Sets, like maps, come in two forms: hashed and ordered. Sets are of course just collections of values and there is no question of a key (we can perhaps think of the value as being its own key). Thus in the case of an ordered set the values are stored in order whereas in the case of a map, it is the keys that are stored in order. As well as the usual operations of inserting elements into a set and searching and so on, there are also many operations on sets as a whole that do not apply to the other containers – these are the familiar set operations such as union and intersection.
Here is the specification of the ordered sets package giving just those facilities that are common to both kinds of sets.

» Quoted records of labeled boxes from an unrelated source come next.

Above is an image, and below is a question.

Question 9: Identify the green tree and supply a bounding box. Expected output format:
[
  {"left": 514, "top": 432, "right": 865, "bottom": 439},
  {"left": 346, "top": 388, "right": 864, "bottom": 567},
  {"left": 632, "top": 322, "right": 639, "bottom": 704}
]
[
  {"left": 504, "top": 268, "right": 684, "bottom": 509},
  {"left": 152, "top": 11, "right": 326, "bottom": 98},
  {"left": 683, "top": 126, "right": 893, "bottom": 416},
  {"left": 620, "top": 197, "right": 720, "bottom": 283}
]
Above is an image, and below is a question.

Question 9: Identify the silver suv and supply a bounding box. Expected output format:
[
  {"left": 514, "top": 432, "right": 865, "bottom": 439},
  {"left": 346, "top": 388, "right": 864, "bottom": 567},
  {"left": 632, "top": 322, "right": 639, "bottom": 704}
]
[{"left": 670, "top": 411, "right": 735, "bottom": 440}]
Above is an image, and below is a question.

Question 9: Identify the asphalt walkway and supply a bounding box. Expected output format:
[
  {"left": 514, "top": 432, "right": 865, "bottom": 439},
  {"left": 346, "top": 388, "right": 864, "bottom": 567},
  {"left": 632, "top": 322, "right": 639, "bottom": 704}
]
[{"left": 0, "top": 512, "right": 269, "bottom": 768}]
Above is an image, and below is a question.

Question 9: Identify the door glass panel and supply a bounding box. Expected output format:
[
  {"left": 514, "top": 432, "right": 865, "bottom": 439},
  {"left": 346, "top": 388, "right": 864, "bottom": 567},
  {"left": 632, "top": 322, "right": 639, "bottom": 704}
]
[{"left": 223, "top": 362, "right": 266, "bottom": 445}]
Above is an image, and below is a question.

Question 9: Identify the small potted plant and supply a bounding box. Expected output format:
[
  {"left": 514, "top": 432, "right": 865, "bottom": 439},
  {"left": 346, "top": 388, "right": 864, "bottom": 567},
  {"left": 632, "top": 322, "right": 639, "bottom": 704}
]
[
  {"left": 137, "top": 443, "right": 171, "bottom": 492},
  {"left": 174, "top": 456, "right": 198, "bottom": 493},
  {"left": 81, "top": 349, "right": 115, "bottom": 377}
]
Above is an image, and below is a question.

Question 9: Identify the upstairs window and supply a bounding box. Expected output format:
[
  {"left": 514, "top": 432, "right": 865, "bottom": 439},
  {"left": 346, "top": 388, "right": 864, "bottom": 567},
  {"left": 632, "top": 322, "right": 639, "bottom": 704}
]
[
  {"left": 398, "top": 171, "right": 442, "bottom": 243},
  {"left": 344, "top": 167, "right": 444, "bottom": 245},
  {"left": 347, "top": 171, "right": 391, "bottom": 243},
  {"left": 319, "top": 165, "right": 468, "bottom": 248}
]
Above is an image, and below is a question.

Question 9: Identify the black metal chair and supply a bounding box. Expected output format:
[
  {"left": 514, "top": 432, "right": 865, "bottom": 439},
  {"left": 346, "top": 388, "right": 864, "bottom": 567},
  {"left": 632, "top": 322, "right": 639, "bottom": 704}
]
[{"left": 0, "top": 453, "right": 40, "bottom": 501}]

   type Element_Type is private;
   with function "<" (Left, Right: Element_Type) return Boolean is <>;
   with function "=" (Left, Right: Element_Type) return Boolean is <>;
package Ada.Containers.Ordered_Sets is
   pragma Preelaborate(Ordered_Sets);
   function Equivalent_Elements(Left, Right: Element_Type) return Boolean;
   type Set is tagged private;
   pragma Preelaborable_Initialization(Set);
   type Cursor is private;
   pragma Preelaborable_Initialization(Cursor);
   Empty_Set: constant Set;
   No_Element: constant Cursor;
The only differences from the maps package (apart from the identifiers) are that there is no key type and both "<" and "=" apply to the element type (whereas in the case of maps, the operation "<" applies to the key type). Thus the ordering relationship "<" defined on elements defines equivalence between the elements whereas "=" defines equality.

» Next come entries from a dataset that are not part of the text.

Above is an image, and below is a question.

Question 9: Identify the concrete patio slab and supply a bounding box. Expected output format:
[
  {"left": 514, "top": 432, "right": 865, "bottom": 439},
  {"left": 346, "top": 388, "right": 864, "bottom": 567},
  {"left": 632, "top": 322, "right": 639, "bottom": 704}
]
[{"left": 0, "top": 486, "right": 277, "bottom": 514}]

It is possible for two elements to be equivalent but not equal. For example if they were strings then we might decide that the ordering (and thus equivalence) ignored the case of letters but that equality should take the case into account. (They could also be equal but not equivalent but that is perhaps less likely.)
And as in the case of the maps package, the equality operation on elements is only used by the function "=" for comparing two sets.
Again we have the usual rules as explained for maps. Thus if x < y is true then y < x must be false; x < y and y < z must imply x < z; and x = y and y = x must be the same.
For the convenience of the user the function Equivalent_Elements is declared explicitly. It is equivalent to 
function Equivalent_Elements(Left, Right: Element_Type) return Boolean is
   return not (Left < Right) and not (Right < Left);
end Equivalent_Elements;
This function Equivalent_Elements corresponds to the formal generic parameter of the same name in the hashed sets package discussed below. This should make it easier to convert between the two forms of packages.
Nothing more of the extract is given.